REGULATION & POLICY

Cameroon: Private Radio Suspended, Independent Newspapers Prevented From Appearing

The Cameroon Government has suspended a range of different media including radio stations and newspapers during the outbreak of rioting in the country’s second city Douala.

As the Communications Minister called on newspapers to be "responsible", the unrest has left the privately-owned press in crisis after security forces raided the studios of Magic FM radio seizing equipment and forcing it to close. Much of the privately-owned printed press has been prevented from appearing.

Trouble broke out on the fringes of a taxi-drivers strike on 25 February, against the background of political tensions over a planned reform of the Constitution aimed at ending the limit on the number of terms the country's president can serve.

Despite the end of the strike, on 27 February, clashes continued and escalated between demonstrators and security forces and privately-owned newspapers, chiefly printed in Douala, have not been able to appear. Only state media are still being distributed.
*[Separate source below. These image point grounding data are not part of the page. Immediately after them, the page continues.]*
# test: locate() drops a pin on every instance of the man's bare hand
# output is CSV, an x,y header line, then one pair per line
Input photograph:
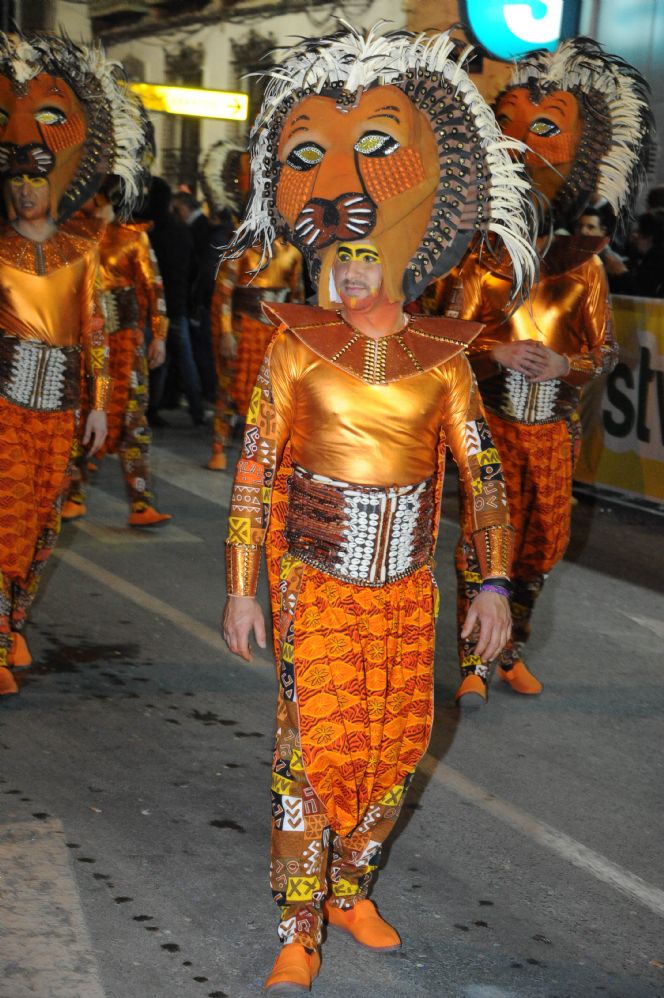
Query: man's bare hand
x,y
228,346
525,356
156,353
491,613
556,365
242,615
95,431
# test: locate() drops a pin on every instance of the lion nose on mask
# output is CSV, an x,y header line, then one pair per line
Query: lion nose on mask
x,y
322,221
31,158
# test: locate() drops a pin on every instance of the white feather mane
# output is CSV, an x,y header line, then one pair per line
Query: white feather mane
x,y
354,60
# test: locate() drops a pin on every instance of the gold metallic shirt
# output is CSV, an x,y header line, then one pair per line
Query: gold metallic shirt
x,y
568,311
48,293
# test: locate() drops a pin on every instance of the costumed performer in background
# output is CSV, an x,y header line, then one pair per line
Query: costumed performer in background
x,y
586,121
240,330
131,294
66,122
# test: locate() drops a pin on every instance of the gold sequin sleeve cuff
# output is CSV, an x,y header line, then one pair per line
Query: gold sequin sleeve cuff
x,y
242,564
100,394
495,550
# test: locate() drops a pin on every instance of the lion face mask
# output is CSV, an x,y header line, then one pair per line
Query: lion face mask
x,y
586,119
66,116
383,139
42,133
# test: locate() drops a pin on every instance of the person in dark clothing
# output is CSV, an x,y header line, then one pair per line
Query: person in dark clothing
x,y
187,208
173,245
643,274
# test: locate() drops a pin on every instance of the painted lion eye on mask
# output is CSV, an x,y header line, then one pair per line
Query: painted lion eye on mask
x,y
50,116
376,144
305,156
544,127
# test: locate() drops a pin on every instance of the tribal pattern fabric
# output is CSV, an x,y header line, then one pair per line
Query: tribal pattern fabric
x,y
537,462
358,662
35,464
310,862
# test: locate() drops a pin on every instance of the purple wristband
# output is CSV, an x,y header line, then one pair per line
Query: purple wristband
x,y
490,587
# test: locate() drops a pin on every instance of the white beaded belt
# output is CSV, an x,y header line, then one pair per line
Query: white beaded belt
x,y
515,398
37,376
366,535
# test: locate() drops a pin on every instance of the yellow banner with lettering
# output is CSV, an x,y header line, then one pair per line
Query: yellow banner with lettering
x,y
623,415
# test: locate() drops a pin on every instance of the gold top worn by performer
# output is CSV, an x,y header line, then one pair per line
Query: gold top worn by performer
x,y
585,120
66,121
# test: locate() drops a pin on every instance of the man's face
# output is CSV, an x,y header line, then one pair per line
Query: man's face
x,y
552,128
42,133
358,275
589,225
30,197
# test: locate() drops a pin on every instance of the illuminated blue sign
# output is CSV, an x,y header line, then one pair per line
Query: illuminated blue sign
x,y
507,30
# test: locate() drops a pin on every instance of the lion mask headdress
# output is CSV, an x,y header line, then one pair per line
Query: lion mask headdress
x,y
586,117
383,138
66,114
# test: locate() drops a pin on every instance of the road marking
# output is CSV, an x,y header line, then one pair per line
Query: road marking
x,y
656,626
46,947
563,845
538,831
207,635
213,486
105,507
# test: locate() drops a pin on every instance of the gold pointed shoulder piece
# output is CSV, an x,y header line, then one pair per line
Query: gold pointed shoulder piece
x,y
424,343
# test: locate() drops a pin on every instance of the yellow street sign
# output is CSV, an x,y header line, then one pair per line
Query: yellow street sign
x,y
192,101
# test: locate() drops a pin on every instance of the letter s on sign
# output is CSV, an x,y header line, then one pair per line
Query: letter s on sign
x,y
523,24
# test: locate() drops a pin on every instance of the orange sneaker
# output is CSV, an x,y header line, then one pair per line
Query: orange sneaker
x,y
73,510
7,682
19,656
217,463
148,517
364,924
520,679
472,691
294,970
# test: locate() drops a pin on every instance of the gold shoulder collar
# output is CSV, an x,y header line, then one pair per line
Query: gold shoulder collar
x,y
71,240
424,343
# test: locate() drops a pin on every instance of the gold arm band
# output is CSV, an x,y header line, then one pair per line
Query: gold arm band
x,y
495,551
242,564
100,394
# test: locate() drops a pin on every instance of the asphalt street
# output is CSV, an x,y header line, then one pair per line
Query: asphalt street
x,y
134,779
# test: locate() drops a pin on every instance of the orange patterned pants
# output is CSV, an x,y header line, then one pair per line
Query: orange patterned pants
x,y
35,450
129,434
537,464
236,378
354,719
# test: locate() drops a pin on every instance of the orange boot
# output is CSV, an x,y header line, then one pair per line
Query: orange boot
x,y
218,460
19,655
294,970
364,924
72,510
148,517
520,679
472,691
7,682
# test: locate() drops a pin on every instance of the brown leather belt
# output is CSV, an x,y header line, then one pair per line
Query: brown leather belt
x,y
362,534
120,308
37,376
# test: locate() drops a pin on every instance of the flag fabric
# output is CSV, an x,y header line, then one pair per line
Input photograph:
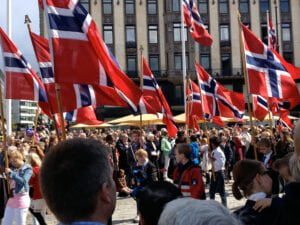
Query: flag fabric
x,y
160,104
73,96
268,69
21,81
217,100
195,24
260,107
78,50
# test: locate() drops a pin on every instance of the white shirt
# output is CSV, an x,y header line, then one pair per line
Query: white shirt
x,y
219,163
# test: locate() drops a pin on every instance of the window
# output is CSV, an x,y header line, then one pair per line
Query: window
x,y
107,7
286,32
244,6
154,63
178,61
153,34
131,65
108,34
152,7
86,4
176,5
284,6
264,5
203,6
223,7
224,32
177,32
205,61
130,33
226,64
129,7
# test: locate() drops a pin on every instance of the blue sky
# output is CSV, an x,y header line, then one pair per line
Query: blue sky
x,y
20,36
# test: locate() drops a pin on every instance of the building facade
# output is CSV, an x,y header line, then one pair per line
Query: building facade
x,y
154,25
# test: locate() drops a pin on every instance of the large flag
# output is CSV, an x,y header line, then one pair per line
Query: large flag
x,y
260,107
268,69
217,100
194,22
73,96
21,81
80,55
160,104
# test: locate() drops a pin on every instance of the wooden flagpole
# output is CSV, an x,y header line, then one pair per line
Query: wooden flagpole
x,y
141,83
246,81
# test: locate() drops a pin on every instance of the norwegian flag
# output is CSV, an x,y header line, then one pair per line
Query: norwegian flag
x,y
268,69
79,50
260,107
160,104
73,96
194,22
21,82
272,39
217,100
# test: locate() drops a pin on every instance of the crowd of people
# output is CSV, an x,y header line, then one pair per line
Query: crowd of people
x,y
78,179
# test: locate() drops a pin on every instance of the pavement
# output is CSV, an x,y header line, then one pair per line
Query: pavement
x,y
126,209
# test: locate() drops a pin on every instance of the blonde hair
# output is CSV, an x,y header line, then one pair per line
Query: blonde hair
x,y
141,153
34,160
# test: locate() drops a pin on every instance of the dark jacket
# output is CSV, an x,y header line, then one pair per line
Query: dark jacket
x,y
251,217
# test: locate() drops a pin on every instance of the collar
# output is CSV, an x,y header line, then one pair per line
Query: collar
x,y
257,196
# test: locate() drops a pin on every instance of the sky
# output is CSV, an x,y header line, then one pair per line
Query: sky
x,y
20,35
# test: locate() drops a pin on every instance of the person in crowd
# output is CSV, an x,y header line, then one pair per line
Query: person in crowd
x,y
77,182
165,148
189,211
187,176
218,159
152,199
19,200
195,150
251,177
38,204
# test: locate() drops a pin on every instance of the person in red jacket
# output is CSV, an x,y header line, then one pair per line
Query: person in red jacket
x,y
187,176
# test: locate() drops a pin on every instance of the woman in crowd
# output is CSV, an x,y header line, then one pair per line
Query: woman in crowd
x,y
38,204
19,201
251,178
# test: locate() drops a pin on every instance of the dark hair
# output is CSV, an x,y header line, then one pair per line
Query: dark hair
x,y
152,199
244,171
185,149
72,174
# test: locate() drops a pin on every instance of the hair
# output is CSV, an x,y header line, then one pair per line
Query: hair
x,y
196,212
34,160
72,174
185,149
264,142
152,199
244,171
141,153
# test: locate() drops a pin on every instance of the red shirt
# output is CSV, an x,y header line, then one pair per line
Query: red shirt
x,y
35,183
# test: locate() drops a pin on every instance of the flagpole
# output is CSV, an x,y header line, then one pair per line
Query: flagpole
x,y
57,86
184,73
28,22
246,81
8,103
141,83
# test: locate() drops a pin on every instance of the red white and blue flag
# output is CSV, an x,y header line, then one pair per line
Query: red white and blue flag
x,y
160,104
217,100
21,81
79,53
194,22
268,73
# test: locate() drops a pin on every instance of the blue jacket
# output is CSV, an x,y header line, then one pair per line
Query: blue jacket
x,y
195,153
21,177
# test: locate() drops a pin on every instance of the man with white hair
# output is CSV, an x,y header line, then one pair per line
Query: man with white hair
x,y
196,212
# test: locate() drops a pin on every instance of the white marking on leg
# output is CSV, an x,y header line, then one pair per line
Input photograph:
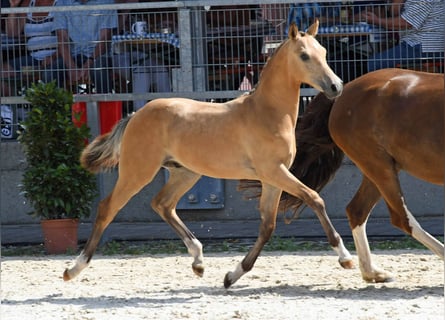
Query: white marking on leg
x,y
343,253
370,272
362,247
422,236
80,264
194,248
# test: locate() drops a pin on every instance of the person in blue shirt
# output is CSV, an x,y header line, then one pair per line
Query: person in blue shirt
x,y
84,38
421,28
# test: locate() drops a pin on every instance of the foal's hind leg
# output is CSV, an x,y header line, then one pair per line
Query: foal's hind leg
x,y
107,210
270,196
164,203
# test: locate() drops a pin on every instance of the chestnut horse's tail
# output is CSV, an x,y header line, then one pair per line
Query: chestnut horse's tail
x,y
318,157
103,153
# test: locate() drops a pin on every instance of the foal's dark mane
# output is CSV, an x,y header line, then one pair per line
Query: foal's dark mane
x,y
270,58
317,158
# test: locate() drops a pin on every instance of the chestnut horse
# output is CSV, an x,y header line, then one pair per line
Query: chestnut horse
x,y
251,137
385,121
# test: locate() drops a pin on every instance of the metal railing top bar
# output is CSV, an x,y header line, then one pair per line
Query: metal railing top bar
x,y
147,5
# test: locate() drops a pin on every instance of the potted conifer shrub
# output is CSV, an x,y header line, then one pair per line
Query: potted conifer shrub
x,y
57,187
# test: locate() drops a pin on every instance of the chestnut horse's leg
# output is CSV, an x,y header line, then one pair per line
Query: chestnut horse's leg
x,y
388,184
270,197
358,211
164,203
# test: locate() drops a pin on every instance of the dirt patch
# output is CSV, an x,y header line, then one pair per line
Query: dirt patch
x,y
281,286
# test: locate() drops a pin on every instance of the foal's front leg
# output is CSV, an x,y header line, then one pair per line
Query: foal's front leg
x,y
295,187
180,181
270,197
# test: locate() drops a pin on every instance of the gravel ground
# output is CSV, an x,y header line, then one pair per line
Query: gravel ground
x,y
301,285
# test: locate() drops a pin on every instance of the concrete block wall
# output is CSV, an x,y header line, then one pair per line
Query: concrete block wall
x,y
423,199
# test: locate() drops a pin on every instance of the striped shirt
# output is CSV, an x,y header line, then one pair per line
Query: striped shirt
x,y
41,41
427,19
84,27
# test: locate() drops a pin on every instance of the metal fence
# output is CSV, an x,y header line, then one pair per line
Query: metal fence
x,y
207,50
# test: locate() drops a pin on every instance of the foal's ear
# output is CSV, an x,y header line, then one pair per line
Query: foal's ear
x,y
313,29
293,31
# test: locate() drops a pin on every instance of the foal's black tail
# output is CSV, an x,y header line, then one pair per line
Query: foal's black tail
x,y
318,157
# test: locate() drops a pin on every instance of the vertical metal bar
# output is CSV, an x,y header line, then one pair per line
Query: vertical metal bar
x,y
185,81
200,50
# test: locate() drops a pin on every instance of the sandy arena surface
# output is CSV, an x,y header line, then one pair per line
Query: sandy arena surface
x,y
305,285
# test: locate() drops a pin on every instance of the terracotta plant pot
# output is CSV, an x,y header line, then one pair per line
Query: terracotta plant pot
x,y
60,235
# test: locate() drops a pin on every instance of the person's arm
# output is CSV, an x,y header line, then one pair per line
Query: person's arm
x,y
75,74
101,48
15,22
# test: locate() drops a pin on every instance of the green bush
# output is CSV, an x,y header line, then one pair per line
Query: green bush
x,y
54,182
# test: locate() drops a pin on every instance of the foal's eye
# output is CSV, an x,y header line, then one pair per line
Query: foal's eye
x,y
304,57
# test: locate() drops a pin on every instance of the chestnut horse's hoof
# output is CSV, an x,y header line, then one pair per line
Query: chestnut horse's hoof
x,y
347,264
379,277
227,281
66,276
198,270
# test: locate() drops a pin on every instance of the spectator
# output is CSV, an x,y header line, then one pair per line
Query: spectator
x,y
423,38
84,38
145,70
41,42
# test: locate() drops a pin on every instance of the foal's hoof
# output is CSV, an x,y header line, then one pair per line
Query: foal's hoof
x,y
198,269
379,277
347,264
66,276
227,281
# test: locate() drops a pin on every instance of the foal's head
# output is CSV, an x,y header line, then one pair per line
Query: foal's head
x,y
307,58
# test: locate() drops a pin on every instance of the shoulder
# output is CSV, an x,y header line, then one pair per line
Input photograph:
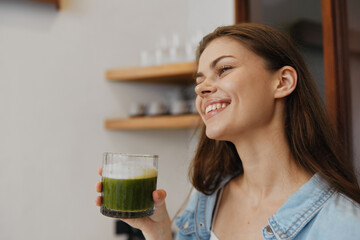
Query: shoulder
x,y
341,208
195,219
340,216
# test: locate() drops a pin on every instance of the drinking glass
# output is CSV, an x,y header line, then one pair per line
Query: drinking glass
x,y
128,181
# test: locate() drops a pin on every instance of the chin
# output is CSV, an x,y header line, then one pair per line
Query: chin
x,y
215,134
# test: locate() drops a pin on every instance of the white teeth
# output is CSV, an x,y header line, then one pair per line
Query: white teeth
x,y
215,106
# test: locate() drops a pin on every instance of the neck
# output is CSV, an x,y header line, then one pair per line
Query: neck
x,y
270,170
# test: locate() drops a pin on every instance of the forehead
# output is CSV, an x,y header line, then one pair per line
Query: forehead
x,y
224,46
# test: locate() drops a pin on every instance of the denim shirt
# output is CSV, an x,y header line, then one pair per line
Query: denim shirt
x,y
315,212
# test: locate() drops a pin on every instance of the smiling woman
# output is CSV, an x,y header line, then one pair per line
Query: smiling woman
x,y
268,164
269,154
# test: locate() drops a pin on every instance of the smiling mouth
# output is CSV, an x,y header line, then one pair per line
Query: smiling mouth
x,y
215,107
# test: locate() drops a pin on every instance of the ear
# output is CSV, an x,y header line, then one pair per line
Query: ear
x,y
286,80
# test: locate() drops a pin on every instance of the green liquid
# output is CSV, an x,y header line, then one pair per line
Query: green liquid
x,y
128,194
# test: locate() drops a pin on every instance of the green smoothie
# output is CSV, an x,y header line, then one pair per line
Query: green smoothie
x,y
129,198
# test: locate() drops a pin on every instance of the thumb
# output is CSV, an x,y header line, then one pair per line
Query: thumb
x,y
160,207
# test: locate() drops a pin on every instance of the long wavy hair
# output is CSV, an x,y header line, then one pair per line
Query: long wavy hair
x,y
313,142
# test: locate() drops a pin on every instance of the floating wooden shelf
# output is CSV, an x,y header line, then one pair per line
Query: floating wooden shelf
x,y
170,73
56,2
156,122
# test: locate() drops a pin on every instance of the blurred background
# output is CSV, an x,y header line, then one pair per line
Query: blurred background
x,y
54,98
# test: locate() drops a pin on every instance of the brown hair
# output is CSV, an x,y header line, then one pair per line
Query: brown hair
x,y
313,143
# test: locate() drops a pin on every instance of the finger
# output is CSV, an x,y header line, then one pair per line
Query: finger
x,y
159,197
98,186
160,207
98,201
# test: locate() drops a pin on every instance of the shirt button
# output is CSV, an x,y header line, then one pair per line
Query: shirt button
x,y
186,225
269,230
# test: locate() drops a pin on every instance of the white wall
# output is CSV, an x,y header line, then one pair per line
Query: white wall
x,y
54,98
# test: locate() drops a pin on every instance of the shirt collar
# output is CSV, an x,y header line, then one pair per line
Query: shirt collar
x,y
300,208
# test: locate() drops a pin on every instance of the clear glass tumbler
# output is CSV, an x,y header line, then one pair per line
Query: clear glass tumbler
x,y
128,182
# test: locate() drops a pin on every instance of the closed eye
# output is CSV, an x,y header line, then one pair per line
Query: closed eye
x,y
223,69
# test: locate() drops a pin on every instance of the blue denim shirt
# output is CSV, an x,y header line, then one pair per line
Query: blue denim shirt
x,y
315,212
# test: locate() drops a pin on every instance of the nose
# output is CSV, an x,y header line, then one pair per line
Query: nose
x,y
205,88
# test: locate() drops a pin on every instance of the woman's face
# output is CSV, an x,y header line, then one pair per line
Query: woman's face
x,y
235,92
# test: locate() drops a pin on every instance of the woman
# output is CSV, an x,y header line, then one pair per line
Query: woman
x,y
268,165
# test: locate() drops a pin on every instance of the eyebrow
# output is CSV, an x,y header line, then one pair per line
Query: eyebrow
x,y
213,64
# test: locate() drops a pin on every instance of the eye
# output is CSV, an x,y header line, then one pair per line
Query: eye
x,y
223,69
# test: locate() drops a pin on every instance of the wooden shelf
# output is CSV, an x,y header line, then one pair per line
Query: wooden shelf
x,y
156,122
170,73
56,2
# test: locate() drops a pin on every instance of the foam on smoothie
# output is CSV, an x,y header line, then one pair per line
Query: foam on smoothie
x,y
128,171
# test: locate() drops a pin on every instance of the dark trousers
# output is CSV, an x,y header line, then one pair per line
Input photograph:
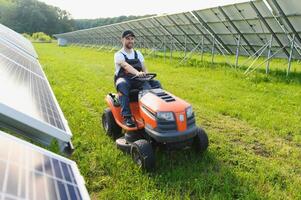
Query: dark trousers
x,y
124,85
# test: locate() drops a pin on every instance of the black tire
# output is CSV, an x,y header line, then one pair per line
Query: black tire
x,y
109,124
201,141
143,155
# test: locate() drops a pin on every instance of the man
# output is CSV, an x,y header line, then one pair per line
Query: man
x,y
129,63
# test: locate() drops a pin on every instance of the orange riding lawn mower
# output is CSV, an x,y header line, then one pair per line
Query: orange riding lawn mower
x,y
162,120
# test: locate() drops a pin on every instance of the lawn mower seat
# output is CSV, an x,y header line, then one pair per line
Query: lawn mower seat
x,y
134,95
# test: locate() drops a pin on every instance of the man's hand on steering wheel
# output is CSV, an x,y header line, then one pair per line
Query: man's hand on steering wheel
x,y
141,74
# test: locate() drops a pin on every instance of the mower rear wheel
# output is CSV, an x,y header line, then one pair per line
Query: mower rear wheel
x,y
201,141
109,124
143,155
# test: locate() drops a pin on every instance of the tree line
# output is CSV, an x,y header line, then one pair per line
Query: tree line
x,y
31,16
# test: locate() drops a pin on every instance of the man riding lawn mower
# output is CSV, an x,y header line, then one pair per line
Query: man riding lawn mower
x,y
149,115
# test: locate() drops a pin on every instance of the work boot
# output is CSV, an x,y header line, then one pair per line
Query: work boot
x,y
129,122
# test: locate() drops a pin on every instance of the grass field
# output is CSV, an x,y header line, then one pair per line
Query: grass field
x,y
253,125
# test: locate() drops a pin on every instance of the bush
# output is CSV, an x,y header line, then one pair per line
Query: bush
x,y
41,37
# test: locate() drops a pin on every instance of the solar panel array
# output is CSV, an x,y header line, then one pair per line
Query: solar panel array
x,y
251,25
27,102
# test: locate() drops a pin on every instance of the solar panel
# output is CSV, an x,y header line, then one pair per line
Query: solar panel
x,y
18,40
27,103
253,21
28,172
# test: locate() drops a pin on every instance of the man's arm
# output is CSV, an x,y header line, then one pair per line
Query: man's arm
x,y
144,67
128,68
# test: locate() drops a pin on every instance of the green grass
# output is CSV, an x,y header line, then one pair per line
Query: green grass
x,y
253,125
"The situation is deteriorating on a daily basis and becoming untenable for the independent media in Douala", the worldwide press freedom organisation said. "Since they cannot be printed they are no longer in circulation"

"Moreover, it is not for the communications ministry to give lessons to journalists. What will happen to those who do not observe the "recommendations" and do not practise self-censorship ?" it asked.

"Only the central administration can legally suspend a radio. We call on the authorities to immediately lift this measure which was taken unfairly by the police and return Magic FM its broadcast equipment", the organisation said.

The Communications Minister, Jean-Pierre Beyiti Bi Essam, on 28 February summoned the editors of privately-owned newspapers to his office and urged to "show responsibility" and "not to publish any news which could pour oil on the flames".

On the same day, in Yaoundé, southern Cameroon, security forces raided the offices of Magic FM without a warrant and ordered its closure. "Right now the radio is no longer broadcasting. A score of police arrived yesterday and seized our equipment saying that we had been irresponsible in letting listeners analyse the head of state's speech," editor, Roger Kiyeck, told Agence France-Presse (AFP).

The police were referring to the programme Magic Attitude, which invites listeners to phone in and comment on the news. Some listeners who called in on the morning of 28 February considered that the speech made by the head of state the previous evening in which he said he would use "all legal means" to restore order was more "aggressive than appeasing" and that it did "not respond to the wishes of the people".

Kiyeck said the security forces also took computers, the mixing console and broadcast equipment. Police questioned the station's owner, Grégoire Mbida Ndjana, and the presenter of the offending programme, Jules Elobo.

The Communications Ministry on 21 February ordered the suspension of privately-owned Equinoxe TV, on the grounds that its owner had not paid a deposit of 100 million CFA francs required to obtain a broadcast licence.